Con il terzo motivo, si denuncia violazione e falsa applicazione degli artt. 1, 2 e 5 del d.lgs. 31 dicembre 1992, n. 546, 1, 2, 3, 6 e 7 della legge 27 luglio 2000, n. 212, 2, comma 1, lett. b), e 9 del d.lgs. 30 dicembre 1992, n. 504, 58 del d.lgs. 15 dicembre 1997, n. 446, 21 della legge 7 agosto 1990, n. 241, 11 del d.lgs. 30 dicembre 1992, n. 504, 65 del d.P.R. 29 settembre 1973, n. 600, 25 del d.P.R. 29 settembre 1973, n. 602, in relazione all’art. 360, primo comma, nn. 3), 4) e 5), cod. proc. civ., per essere stato erroneamente ritenuto dal giudice di appello che la concessionaria non era decaduta dall’esercizio della potestà impositiva, essendo stati notificati, prima, l’avviso di accertamento e, poi, l’ingiunzione di pagamento prima della scadenza del termine quinquennale ex art. 1, comma 161, della legge 27 dicembre 2006, n. 296.
4 .1 Il predetto motivo è assorbito dall’accoglimento de i precedenti motivi, rendendosene superfluo ed ultroneo lo scrutinio in questa sede.

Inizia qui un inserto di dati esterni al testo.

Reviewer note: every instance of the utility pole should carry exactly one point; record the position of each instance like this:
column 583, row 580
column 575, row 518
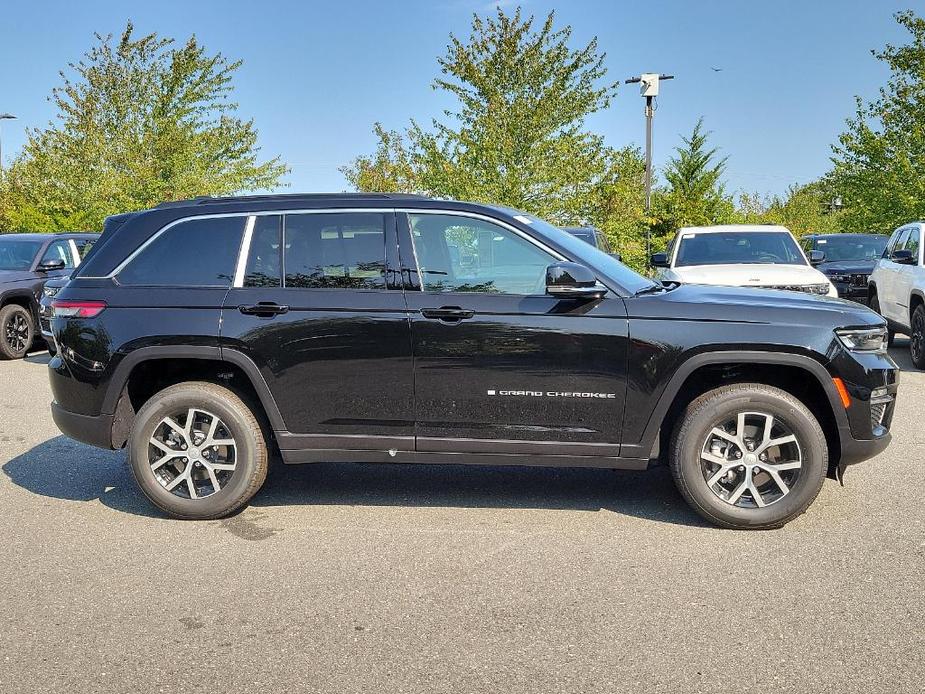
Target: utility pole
column 649, row 82
column 4, row 116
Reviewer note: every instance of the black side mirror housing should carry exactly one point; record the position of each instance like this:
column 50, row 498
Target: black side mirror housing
column 904, row 257
column 50, row 265
column 572, row 281
column 659, row 260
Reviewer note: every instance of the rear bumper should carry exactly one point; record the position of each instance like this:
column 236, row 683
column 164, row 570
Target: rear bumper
column 94, row 430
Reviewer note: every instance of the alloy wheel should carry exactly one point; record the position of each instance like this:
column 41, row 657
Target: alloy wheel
column 751, row 459
column 16, row 333
column 192, row 454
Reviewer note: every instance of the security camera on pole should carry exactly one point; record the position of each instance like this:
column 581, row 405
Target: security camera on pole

In conclusione, riconoscendosi l’annullamento ex lege del debito tributario nei limiti degli accessori e, per il resto, valutandosi la fondatezza del primo motivo e del secondo motivo, nonché l’assorbimento del terzo motivo, alla stregua delle suesposte argomentazioni, il ricorso può trovare accoglimento entro tali limiti e la sentenza impugnata deve essere cassata in relazione ai motivi accolti con rinvio della causa alla Corte di giustizia tributaria di secondo grado della
Calabria (ai sensi dell’art. 1, comma 1, lett. a), della legge 31 agosto 2022, n. 130), in diversa composizione, anche per le spese del giudizio di legittimità.
P.Q.M.
La Corte dichiara la cessazione parziale della materia del contendere nei limiti specificati in motivazione; accoglie il primo motivo ed il secondo motivo; dichiara l’assorbimento del terzo motivo; cassa la sentenza impugnata in relazione ai motivi accolti e rinvia la causa alla Corte di giustizia tributaria di secondo grado della Calabria, in diversa composizione, anche per le spese del giudizio di legittimità.